"Mati dalam enam langkah."
Diego Padilla mengatakannya kenapa Moreno di depan bidak catur dan mata puluhan penonton. Moreno adalah sang juara bertahan, sebaliknya Diego yang masih muda sebagai penantang. Moreno, pecatur tua yang sekedar membutuhkan remis demi mempertahankan titel juara.
Tak banyak cakap, Moreno hanya menjabat tangan Diego. Pertanda pengakuan kekalahan dan ucapan selamat. Diego mengalahkannya sebelum langkah menuju skak mat terwujud.
Di hari itu, November 1934, Diego bertemu dengan Marianne, perempuan yang kelak menjadi istri dan ibu dari anak perempuan satu-satunya mereka di Madrid. Marianne adalah seorang perempuan Perancis yang tertarik dengan persoalan politik. Sementara Diego, seorang yang a-politik. Mereka menikah tahun 1936, tahun dimana perseteruan antara kaum komunis dan fasis sedang meramaikan sejarah Eropa dengan peperangan.
Diego memiliki sahabat masa kecil bernama Javier. Javier adalah kawan yang aktif berpolitik dan terlibat perlawanan terhadap rezim fasis di Spanyol. Beberapa kali mencoba mengajak namun Diego tetaplah pada sikapnya. Ia hanya ingin mendalami hidup sebagai pecatur yang saat itu membuatnya terkenal dan membawanya bergaul dengan salah seorang Mayor bawahan Jendral Franco.
Sedang Marianne, yang hanya menjadi penjahit rumahan, mulai merasa gelisah dengan hidup di Madrid.
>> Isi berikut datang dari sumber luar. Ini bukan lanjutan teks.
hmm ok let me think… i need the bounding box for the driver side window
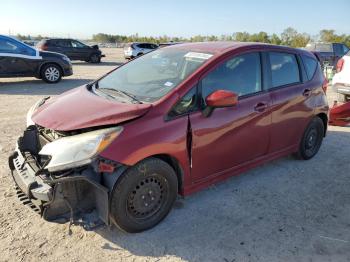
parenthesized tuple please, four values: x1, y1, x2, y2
(201, 52, 262, 101)
(71, 40, 86, 48)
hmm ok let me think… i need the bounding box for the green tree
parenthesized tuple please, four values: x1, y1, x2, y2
(269, 34, 281, 45)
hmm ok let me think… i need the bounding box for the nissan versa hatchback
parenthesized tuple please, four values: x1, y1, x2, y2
(9, 42, 329, 233)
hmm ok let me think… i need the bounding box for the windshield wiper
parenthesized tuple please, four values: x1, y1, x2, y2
(97, 87, 142, 104)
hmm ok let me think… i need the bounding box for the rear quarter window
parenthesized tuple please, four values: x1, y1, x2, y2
(268, 52, 300, 88)
(301, 55, 318, 80)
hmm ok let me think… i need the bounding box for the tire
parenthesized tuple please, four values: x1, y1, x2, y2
(89, 54, 101, 63)
(41, 64, 62, 83)
(295, 117, 324, 160)
(136, 53, 143, 57)
(110, 158, 178, 233)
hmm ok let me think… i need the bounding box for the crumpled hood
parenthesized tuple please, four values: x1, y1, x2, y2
(32, 86, 152, 131)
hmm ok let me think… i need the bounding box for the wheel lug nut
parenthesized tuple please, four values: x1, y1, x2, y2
(141, 195, 145, 199)
(145, 203, 148, 207)
(151, 197, 154, 201)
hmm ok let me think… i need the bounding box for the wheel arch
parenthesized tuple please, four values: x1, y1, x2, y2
(106, 154, 185, 197)
(39, 62, 64, 77)
(316, 112, 328, 137)
(151, 154, 184, 194)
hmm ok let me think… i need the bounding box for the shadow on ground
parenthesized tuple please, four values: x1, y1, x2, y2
(0, 78, 91, 95)
(88, 129, 350, 261)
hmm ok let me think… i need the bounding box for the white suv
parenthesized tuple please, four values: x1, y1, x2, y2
(332, 51, 350, 102)
(124, 42, 158, 59)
Mamah muda ini juga anti-fasis walau tidak menunjukan sikap permusuhan yang terang-terangan, entah sebagai komunis atau anarkis. Sebuah surat yang belum sempat dikirimnya kepada Pierre di Paris yang menceritakan suasana hati yang tak betah dan permohonan mencari pekerjaan dibaca oleh Diego.
Diego merasa tidak cukup membahagiakan perempuan yang ditemuinya paska-juara catur. Diego dibekap cemburu.
Sedang di luar rumah tangga kecil mereka, fasisme terus merambah Eropa. Nazisme muncul sebagai kekuatan paling brutal. Javier sendiri terbunuh dan membuat si Mayor marah besar kepada Diego. Diego dianggap sebagai bagian yang sama: partisan gerakan komunis penentang rezim militer.
1940, bersamaan dengan jatuhnya Paris ke tangan Nazi, Diego harus mengalah pada keinginan Marianne pindah ke tanah lahirnya. Perpindahan yang mengakhiri babak bahagia keluarga juara catur. Perpindahan yang memulai kemalangan Diego.
Pada satu malam di meja makan, Diego menuduh istrinya menerapkan standar ganda. Alasan tidak betah hidup di bawah rezim fasis Spanyol, baginya, tidak relevan. Sebab ketika Paris dikuasai Nazi, Marianne toh tetap baik-baik saja. Tetap tampil modis dan manis. Tak ada tanda-tanda kehilangan kebebasannya.
Sebenarnya alasan ideologis ini adalah selubung dari rasa cemburu Diego karena kepulangan ke Paris membuat Marianne kembali akrab dengan Pierre yang memberinya pekerjaan pada sebuah sekolah. Tentu saja Marianne membantah, "Kami membenci fasisme, tapi kami  bisa berbuat apa? Maaf, aku tidak seberani yang kau harapkan."